Ce vendredi, la Manif pour tous s’est fendu d’un communiqué sur son site web où elle « demande des excuses à Claude Bartolone » qui l’a qualifiée, à juste titre, de « mouvement obscène de négation de la modernité, menaçant ainsi le droit se s’aimer ». Et dix balles et un Mars aussi, tant qu’on y est ?

Le mouvement homophobe, dirigé par la « catho-tradi » Ludovine de La Rochère, pousse des cris d’orfraie auxquels nous sommes habitués depuis beaucoup trop longtemps, hélas : « Quelle insulte pour les millions de Français qui se mobilisent depuis plus de 3 ans sous les couleurs de la Manif pour tous pour alerter sur les dangers du « changement de civilisation » revendiqué par le président de la République et sa majorité parlementaire.

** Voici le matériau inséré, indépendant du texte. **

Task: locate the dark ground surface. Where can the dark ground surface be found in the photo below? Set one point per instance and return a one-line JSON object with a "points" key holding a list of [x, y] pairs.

Quelle insulte pour toutes les familles atteintes par une politique familiphobe et un mépris tel que M. Bartolone n’a même pas pris la peine de répondre à l’invitation à venir parler paisiblement de son projet pour la région Ile de France et ses habitants lors du meeting organisé par la Manif pour tous à Paris le 28 novembre dernier ». Des « millions de Français », rien que ça ? Et pouquoi pas des milliards, hein ? Et puis, si Claude Bartonole n’a pas envie de côtoyer un mouvement homophobe, c’est plutôt tout à son honneur.

Fidèle à son habitude, la Manif pour tous tente de justifier son combat d’arrière-garde nauséabond en abordant le sujet de la GPA (gestation pour autrui), qui est pourtant strictement interdite en France (pour tous les couples, hétérosexuels ou homosexuels) : « Si « mouvement obscène de négation de la modernité, menaçant ainsi le droit de s’aimer » il y a, c’est assurément du côté des partisans de la GPA (gestation pour autrui) qu’on peut les trouver. Comment peut-on militer pour la fabrication d’enfants sur commande, délibérément arrachés à leur mère dès la naissance ? Comment peut on considérer comme moderne le retour à l’asservissement des femmes, pour ne pas dire à l’esclavage, lorsque l’on voit fleurir des usines à bébés dans les pays pauvres. Car bien entendu, la GPA est un marché juteux qui cible les personnes aisées au détriment des plus faibles, des plus pauvres.

Oui, M. Bartolone, la GPA « menace le droit de s’aimer » parce que la mère et l’enfant sont volontairement séparés, parce que tout orphelin recherche son identité et, en l’occurrence, dans le cas de la GPA, ce sont ses parents d’accueil qui l’auront délibérément arraché à sa mère, souvent à coup de dizaine de milliers d’euros. Non, M. Bartolone, ce n’est ni l’amour, ni la modernité, ni l’avenir, bien au contraire ». C’est vraiment usant d’entendre toujours le même refrain ad nauseam ! La Manif pour tous ferait bien de changer de disque… Et il aura fallu que les couples de même sexe puissent avoir le droit de se marier et de faire famille pour que ces allumés du bocal se rendent comptent que la GPA existe dans le monde.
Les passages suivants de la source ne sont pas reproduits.